Eyes enucleated immediately after euthanasia by CO2 asphyxia and fixed in 4% paraformaldehyde in phosphate buffered saline (PBS, pH 7.4) at 4 °C overnight were embedded in paraffin. Five mm-thick paraffin sections were incubated with specific antibodies by procedures as previously described [14,16]. Rabbit anti-peptide antibodies (BabCo, Berkeley, CA) specific for mouse involucrin, loricrin, keratin1 and fillagrin (all diluted 1:500) were used for the detection of the cornified envelope. Anti-keratin 4 and anti-keratin 14 antibodies (Sigma, St Louis, MO), and anti-keratin 12 (all diluted 1:300) were used to study cytokeratin expression . Monoclonal antibody against a-smooth muscle actin (Sigma) was used to examine the possibility of transdifferentiation of keratocytes to myofibroblasts. Binding of the primary antibody was visualized with biotinylated secondary antibodies and substrate, according to the manufacturer's specifications (Vector Laboratories, Burlingame, CA). Skin samples of the wild type mice underwent the same immunohistochemical procedure and served as controls to validate the assays.

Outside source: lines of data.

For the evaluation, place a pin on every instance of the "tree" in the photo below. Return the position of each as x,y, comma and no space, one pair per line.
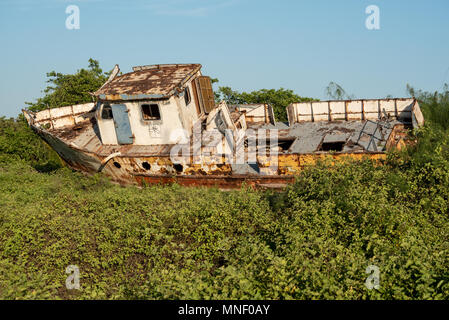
70,89
278,99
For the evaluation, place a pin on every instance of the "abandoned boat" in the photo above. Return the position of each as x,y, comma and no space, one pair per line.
161,124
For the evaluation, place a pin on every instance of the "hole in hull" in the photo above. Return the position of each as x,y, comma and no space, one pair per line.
146,165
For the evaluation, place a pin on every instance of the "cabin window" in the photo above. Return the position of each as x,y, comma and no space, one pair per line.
187,97
107,112
151,112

Total RNA was extracted from mouse tissues using TRI-reagentTM (Molecular Research Center, Cincinnati, OH) as previously described . Total RNA (10 mg) was subjected to electrophoreses in 1.3% agarose containing 2 M formaldehyde buffered with TBE (Tris-borate/EDTA). The RNAs were then transferred to Magna-ChargeTM membranes and hybridized with 32P-labeled mouse keratocan, lumican, keratin 12, and GAPDH (glyceraldehyde-3-phosphate dehydrogenase) cDNA probes in a hybridization solution containing 50% formamide at 41 °C overnight. The excess 32P-probes were removed by high stringent washes with 0.1X SSC (1X SSC containing 0.15 M sodium chloride and 15 mM sodium citrate buffer, pH 7.0) and 1% SDS at 65 °C for 30 min each, repeated 3 times. Hybridization signals were detected with a Phosphorimager (Molecular Dynamics, Sunnyvale, CA) as previously described [15,17]. The levels of keratocan, lumican, and keratin 12 mRNAs were compared to the amount of glyceraldehyde-3-phosphate dehydrogenase (GAPDH) mRNA in individual specimens.
Western blot analysis
Mouse corneas and skins were dissected and snap frozen in liquid nitrogen and pulverized with a mortar and pestle. Total proteins from one cornea or a skin sample sized 0.5 cm x 0.5 cm were extracted from the pulverized tissue by homogenization in a 20 mM Tris-HCl buffer, pH 7.4, containing 5 mM N-ethylmaleimide, 1% Triton X-100, 1 mM phenylmethylsulfonyl fluoride, and 5 mg/ml pepstatin (Sigma) at 4 °C. The resultant suspensions were centrifuged at 10,000 x g for 15 min at 4 °C. The supernatant was regarded as the soluble protein fraction and the pellets were further extracted with 20 mM Tris-HCl buffer, pH 7.4, containing 9 M urea, 2% SDS, 5% mercaptoethanol, 5 mM EDTA, 5 mM N-ethylmaleimide, 1% Triton X-100, 1 mM phenylmethylsulfonyl fluoride, and 5 mg/ml pepstatin at 4 °C. The extracts were centrifuged at 10,000 x g for 15 min at room temperature. The resultant supernatants were used for comparison with soluble proteins in a 5% SDS-polyacrylamide gel electrophoresis as previously described . Proteins from unstained polyacrylamide gels were transferred electrophoretically onto Immobilon-P membranes (Millipore, Bedford, MA) using a semidry blotter apparatus. The membrane was incubated with anti-involucrin anitbodies (1:1000). Binding of the primary antibody was visualized using biotinylated secondary antibodies and substrate kits according to the manufacturer's specifications (Vector Laboratories).
In situ hybridization
To identify the cell types that express lumican, keratocan, and keratin 12, mouse eyes were fixed with 4% paraformaldehyde at 4 °C and embedded in paraffin as described previously [15,17]. Antisense and sense digoxigenin-labeled riboprobes (Boehringer Mannheim, Indianapolis, IN) of keratocan, lumican, and K12 mRNAs were synthesized and used for in situ hybridization on paraffin sections (5 mm) mounted on Superfrost/Plus microscope slides (Fisher Scientific, Pittsburgh, PA) as previously described [15,17]. To remove nonspecifically bound probes, slides were subjected to a stringent wash with 0.5X SSC at 65 °C and treated with 20 mg/ml RNase (Sigma) at room temperature for 1 h, followed by washing with 0.2X SSC at 65 °C as described previously [15,17]. The hybridization signals were visualized with anti-digoxigenin antibody-alkaline phosphatase conjugates using procedures recommended by the manufacturer (Boehringer Mannheim).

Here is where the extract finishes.